Introducing Parallel Transaction Execution in Hyperledger Besu

Written by Ameziane Hamlat, Karim Taam, and the Besu Team at Consensys | Jul 31, 2024 2:00:00 PM

I. Introduction

In our continuous effort to enhance the performance of Hyperledger Besu as an execution client, we are excited to introduce one of the most significant improvements to date: Parallel Transaction execution. This update addresses a major goal highlighted in this previous blog post, "2024 - Besu Performance Improvements since the Merge," under the section "Future work around performance."

Our approach was influenced by insights from the Reth team, as detailed in their blog post, "Reth’s path to 1 gigagas per second, and beyond." They revealed that approximately 80% of Ethereum storage slots are accessed independently, suggesting that parallelism could achieve up to a 5x improvement in EVM execution. Coupled with the Bonsai design, which efficiently manages slot storage, account, and code changes in memory, we embarked on an investigation to execute transactions in parallel within Besu when running the Bonsai database layer implementation.

This blog post delves into the details of this Parallel Transaction feature, its underlying mechanisms, and the substantial benefits it brings to block processing in Hyperledger Besu.

You can find a link to the PR here.

II. Parallelization Mechanism Overview

We're adopting an optimistic approach to parallelizing transactions within a block. The core idea is to initially execute all transactions in parallel, operating under the assumption that they can all be executed concurrently without conflict. This parallel execution occurs in the background, and we proceed with the block's sequential processing without waiting for these parallel executions to complete.

Block Processing Steps

1. Transaction Execution Completion Check: We first determine if a transaction has been completed by the background thread or is "finalized."

2. Import Transactions into the Block:

If the transaction is completed, we examine whether there are any conflicts in modifications with previously executed transactions.
- No Conflict: If no conflict is detected, we directly apply the state modifications generated in the background to the block, avoiding re-execution.
- Conflict Detected: If a conflict is found, we replay the transaction, utilizing a cache of background reads to improve efficiency.

If the transaction hasn't been completed, it is executed sequentially within the block to ensure its completion, independent of the background threads.

Conflict Detection Strategy

Our current conflict detection strategy is intentionally basic to simplify debugging and manage fewer edge cases.
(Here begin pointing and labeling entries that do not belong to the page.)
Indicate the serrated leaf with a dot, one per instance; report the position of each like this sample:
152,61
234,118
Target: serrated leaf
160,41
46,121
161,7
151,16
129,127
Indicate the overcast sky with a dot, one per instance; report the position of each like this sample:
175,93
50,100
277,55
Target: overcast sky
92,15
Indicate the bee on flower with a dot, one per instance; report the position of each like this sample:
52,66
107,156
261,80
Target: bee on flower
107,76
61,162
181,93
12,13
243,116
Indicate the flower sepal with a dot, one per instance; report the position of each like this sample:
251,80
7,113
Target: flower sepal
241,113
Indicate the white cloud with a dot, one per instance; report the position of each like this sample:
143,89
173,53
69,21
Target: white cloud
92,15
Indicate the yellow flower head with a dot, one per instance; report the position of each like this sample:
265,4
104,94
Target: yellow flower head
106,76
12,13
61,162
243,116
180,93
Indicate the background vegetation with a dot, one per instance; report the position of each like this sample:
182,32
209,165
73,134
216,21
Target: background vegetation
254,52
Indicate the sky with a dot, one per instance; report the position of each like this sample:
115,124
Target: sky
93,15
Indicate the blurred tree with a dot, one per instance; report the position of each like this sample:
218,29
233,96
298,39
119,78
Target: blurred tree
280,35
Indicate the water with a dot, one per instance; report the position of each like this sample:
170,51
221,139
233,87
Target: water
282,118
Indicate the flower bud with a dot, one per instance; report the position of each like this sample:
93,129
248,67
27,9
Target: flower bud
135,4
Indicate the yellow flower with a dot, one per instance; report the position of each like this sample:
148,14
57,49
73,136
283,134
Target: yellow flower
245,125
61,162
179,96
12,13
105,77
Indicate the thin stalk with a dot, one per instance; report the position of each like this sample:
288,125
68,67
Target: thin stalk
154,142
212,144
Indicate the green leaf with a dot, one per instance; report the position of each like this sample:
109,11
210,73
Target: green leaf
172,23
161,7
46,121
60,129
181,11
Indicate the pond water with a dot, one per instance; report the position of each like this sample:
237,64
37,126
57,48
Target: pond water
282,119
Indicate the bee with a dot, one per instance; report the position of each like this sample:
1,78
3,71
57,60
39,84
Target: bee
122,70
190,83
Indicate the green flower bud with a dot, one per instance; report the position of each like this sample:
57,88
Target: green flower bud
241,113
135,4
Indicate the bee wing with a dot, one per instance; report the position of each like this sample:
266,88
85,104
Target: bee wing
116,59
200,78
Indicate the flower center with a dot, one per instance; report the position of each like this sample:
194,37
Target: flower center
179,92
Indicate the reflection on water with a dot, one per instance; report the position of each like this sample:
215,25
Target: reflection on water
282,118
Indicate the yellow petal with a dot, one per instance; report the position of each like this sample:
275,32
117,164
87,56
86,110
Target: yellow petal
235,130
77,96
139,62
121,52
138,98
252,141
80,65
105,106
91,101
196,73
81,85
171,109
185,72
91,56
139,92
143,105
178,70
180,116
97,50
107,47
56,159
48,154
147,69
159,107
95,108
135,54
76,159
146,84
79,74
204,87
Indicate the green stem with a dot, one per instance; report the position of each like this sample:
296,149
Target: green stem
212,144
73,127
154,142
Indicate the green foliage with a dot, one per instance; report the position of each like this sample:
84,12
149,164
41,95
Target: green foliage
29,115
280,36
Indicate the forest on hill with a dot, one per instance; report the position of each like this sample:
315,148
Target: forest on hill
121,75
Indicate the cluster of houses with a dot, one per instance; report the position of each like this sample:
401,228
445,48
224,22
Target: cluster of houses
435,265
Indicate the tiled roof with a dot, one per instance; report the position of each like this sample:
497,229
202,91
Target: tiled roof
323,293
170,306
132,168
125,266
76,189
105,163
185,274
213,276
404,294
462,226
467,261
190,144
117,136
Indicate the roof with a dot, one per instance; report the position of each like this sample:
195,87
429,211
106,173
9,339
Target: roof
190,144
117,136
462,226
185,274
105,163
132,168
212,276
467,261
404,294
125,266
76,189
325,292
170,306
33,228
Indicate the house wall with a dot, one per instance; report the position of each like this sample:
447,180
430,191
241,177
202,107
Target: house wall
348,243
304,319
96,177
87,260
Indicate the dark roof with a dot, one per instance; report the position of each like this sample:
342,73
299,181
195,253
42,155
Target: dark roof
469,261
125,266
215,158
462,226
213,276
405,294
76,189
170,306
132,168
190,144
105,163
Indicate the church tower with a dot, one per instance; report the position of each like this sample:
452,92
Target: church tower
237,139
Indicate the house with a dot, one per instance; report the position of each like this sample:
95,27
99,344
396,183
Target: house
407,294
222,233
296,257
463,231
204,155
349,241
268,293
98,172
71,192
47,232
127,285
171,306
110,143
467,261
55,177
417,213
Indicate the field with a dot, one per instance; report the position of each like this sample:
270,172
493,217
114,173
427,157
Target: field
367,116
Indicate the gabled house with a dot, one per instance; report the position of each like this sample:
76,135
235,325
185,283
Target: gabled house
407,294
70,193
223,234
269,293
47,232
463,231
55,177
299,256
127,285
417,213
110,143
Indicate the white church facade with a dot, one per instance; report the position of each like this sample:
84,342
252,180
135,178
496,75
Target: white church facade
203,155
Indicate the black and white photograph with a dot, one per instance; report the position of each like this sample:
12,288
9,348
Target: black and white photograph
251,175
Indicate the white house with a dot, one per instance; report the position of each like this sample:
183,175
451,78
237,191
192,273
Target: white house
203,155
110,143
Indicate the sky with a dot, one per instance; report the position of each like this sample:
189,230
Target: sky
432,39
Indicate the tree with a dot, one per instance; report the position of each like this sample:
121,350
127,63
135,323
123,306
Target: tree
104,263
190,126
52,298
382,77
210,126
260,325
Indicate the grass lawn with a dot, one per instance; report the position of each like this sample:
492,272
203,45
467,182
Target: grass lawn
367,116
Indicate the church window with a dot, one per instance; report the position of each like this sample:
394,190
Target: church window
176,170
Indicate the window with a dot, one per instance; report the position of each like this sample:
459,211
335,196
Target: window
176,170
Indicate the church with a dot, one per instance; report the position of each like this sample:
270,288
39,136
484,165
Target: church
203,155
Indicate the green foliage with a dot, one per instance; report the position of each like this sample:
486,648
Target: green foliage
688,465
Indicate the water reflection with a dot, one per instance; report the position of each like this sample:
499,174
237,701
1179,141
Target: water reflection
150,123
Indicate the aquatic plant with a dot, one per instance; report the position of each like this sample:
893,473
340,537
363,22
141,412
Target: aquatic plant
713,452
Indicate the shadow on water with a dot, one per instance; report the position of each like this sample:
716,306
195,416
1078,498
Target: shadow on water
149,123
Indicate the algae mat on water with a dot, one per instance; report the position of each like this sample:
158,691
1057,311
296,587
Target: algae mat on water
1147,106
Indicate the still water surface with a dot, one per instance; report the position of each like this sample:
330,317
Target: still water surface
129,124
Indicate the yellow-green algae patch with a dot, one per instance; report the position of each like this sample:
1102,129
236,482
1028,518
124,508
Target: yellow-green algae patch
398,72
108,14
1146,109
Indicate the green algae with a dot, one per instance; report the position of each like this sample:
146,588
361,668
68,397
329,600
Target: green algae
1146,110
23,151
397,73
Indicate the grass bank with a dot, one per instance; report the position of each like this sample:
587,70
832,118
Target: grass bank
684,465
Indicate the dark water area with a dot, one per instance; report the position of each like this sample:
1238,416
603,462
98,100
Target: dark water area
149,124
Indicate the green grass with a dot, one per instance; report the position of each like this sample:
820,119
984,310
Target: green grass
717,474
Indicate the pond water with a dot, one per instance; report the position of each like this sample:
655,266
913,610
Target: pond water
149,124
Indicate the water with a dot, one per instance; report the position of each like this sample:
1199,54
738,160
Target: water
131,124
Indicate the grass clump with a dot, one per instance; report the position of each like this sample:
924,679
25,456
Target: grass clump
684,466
This simplicity also facilitates future enhancements aimed at reducing false positives.

We leverage a Bonsai feature that tracks addresses and slots touched or modified during a block or transaction's execution, called the accumulator. More information on this code can be found in our Bonsai Explainer. If a slot, code, or anything else related to an account is modified, the Bonsai accumulator will keep track of this information. This is how we enable Bonsai's storage benefits too, only keeping track of state diffs block to block in our storage. We only need to take what the accumulator tracks at the block and transaction level, compare the modified state slots, and check for conflicts. By comparing the list of touched accounts from the transaction against the block's list, we can identify potential conflicts. Each time a transaction is added to the block, its list is incorporated into the block's list. Before adding a new transaction, we verify that it hasn't interacted with an account modified by the block (i.e., by previous transactions).
Note: Accounts read by the block are not considered conflicts.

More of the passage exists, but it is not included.